Football Parent
Guide

How Girls Football Trials Work

What parents and players should expect from girls football academy trials, including preparation, assessment and common misconceptions.

Published 2 June 20268 min read

How Girls Football Trials Work

A trial invitation is exciting. It's also nerve-wracking - for your daughter and, if you're honest, for you too.

This guide is about what actually happens at girls football trials, what coaches are genuinely looking for, and how to approach the experience in a way that helps rather than hinders.


What Triggers a Trial Invitation?

Girls are typically invited to trials through a few routes:

  • A club coach or scout watches a match and contacts you directly
  • Your daughter's grassroots coach puts her forward
  • She attends an open trial or development session that the club has advertised
  • She's already in an RTC and a professional club makes contact
  • Discover My Talent which allows referral from any playing environment

In all cases, someone has seen something that they think is worth a closer look. That's meaningful in itself.


What the Trial Process Looks Like

Girls' football trials vary by club and level, but the format is fairly consistent:

Initial observation sessions - Many clubs invite players to one or two sessions before making any decisions. These are often deliberately low-key, focused on watching how players move, communicate, and respond to coaching in a group environment.

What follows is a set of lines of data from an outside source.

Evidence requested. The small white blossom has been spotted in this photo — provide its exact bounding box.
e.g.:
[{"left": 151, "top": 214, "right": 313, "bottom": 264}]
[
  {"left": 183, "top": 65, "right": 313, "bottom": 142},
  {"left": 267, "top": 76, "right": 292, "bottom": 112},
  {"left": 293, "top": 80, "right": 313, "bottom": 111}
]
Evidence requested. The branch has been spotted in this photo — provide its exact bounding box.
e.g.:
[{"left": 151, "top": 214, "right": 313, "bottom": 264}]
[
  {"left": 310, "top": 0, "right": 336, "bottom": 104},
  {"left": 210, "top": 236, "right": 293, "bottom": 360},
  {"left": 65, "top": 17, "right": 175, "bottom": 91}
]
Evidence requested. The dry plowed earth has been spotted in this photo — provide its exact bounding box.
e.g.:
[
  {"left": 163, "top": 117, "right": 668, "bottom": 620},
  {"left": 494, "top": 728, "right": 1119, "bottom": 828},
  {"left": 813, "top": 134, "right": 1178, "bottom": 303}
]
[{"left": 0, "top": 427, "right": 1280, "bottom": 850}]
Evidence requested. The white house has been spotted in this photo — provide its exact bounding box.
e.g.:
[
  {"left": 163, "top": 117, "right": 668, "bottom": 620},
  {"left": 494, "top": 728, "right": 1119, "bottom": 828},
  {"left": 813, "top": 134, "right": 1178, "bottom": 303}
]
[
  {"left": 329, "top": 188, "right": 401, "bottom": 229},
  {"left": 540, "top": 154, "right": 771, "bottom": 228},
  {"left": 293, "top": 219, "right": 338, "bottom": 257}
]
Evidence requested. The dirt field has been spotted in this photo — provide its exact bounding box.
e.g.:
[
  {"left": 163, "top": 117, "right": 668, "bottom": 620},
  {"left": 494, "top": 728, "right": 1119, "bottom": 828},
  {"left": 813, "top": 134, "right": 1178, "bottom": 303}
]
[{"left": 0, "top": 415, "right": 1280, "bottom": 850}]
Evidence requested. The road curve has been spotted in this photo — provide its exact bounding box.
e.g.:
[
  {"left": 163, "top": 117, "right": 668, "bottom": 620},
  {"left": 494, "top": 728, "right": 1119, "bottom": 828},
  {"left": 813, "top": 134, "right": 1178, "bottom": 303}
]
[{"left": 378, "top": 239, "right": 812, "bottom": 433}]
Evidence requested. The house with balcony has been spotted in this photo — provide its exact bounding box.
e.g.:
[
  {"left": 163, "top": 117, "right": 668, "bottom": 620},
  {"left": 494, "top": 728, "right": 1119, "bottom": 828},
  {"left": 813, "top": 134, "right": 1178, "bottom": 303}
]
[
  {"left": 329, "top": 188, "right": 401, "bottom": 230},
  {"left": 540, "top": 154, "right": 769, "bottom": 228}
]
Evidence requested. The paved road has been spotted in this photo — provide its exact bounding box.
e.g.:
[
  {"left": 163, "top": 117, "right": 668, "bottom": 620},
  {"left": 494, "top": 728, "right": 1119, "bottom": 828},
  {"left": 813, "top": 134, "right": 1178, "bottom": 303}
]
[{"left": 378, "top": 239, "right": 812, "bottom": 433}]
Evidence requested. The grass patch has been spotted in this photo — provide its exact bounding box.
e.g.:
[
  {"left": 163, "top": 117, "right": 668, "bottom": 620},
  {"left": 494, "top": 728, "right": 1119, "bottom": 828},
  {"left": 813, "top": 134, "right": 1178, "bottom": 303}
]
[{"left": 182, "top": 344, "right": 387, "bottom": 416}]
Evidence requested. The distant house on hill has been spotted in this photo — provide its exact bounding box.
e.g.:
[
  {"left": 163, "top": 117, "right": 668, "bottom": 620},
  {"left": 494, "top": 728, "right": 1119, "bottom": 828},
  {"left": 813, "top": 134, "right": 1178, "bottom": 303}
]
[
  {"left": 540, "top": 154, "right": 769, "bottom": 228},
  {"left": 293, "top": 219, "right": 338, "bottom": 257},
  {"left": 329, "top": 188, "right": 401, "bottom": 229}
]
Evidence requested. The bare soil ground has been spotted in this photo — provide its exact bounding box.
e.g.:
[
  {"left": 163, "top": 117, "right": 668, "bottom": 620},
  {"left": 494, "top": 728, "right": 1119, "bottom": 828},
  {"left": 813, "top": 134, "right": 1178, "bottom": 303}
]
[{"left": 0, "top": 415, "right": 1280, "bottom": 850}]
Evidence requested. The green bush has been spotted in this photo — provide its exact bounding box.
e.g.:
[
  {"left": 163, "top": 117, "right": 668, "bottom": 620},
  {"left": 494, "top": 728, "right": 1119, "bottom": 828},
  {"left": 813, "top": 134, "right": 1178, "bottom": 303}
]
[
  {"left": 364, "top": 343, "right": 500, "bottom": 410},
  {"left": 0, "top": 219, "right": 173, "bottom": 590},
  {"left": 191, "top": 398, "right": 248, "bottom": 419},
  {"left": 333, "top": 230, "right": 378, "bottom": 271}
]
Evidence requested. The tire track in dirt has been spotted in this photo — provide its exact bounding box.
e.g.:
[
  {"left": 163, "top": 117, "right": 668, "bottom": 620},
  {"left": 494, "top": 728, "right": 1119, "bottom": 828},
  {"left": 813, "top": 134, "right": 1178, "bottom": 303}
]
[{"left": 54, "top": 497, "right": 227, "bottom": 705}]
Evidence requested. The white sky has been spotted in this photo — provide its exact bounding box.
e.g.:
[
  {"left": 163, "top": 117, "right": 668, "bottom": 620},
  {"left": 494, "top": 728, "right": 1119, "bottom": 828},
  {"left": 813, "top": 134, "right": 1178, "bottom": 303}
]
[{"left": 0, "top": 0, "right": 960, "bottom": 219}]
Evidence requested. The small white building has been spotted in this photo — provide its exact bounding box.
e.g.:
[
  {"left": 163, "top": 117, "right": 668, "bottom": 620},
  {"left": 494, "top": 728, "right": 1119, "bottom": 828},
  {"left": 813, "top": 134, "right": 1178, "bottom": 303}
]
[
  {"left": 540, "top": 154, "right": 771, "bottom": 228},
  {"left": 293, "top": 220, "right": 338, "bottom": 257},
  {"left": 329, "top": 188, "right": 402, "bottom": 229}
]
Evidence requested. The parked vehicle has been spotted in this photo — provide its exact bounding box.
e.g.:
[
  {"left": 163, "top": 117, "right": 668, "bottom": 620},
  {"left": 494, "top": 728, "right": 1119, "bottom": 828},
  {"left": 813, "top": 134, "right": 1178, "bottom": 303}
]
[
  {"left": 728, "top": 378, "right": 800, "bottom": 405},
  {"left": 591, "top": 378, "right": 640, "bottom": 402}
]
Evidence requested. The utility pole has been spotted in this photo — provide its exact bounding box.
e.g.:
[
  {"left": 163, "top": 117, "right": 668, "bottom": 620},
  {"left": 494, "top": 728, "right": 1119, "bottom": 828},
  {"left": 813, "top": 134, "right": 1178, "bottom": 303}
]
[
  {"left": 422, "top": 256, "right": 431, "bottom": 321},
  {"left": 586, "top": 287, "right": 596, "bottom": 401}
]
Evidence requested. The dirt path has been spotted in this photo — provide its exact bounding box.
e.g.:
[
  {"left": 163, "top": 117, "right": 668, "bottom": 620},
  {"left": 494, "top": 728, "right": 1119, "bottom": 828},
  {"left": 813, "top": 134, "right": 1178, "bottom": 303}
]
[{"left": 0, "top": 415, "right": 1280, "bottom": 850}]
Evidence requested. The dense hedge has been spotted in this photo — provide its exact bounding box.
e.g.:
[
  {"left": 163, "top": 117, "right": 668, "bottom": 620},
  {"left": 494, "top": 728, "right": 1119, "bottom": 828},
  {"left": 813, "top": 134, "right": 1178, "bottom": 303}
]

Structured trial sessions - Higher-level trials may involve specific drills, small-sided games, and positional work. Coaches are watching individual qualities within a team context.

Ongoing assessment - At academy level particularly, clubs rarely make decisions after a single session. Players may be invited back multiple times over weeks or months before any offer is made.

Feedback conversations - Good clubs will give parents and players some form of feedback, whether a player progresses or not.


What Coaches Are Actually Looking For

This is where it's worth being honest, because the list is not what many parents expect.

Coaches at development level are generally not looking for the most physically impressive player in the group. At 11, 12, or 13, physical differences between girls are largely the result of when puberty started, not long-term athletic potential. Experienced coaches know this.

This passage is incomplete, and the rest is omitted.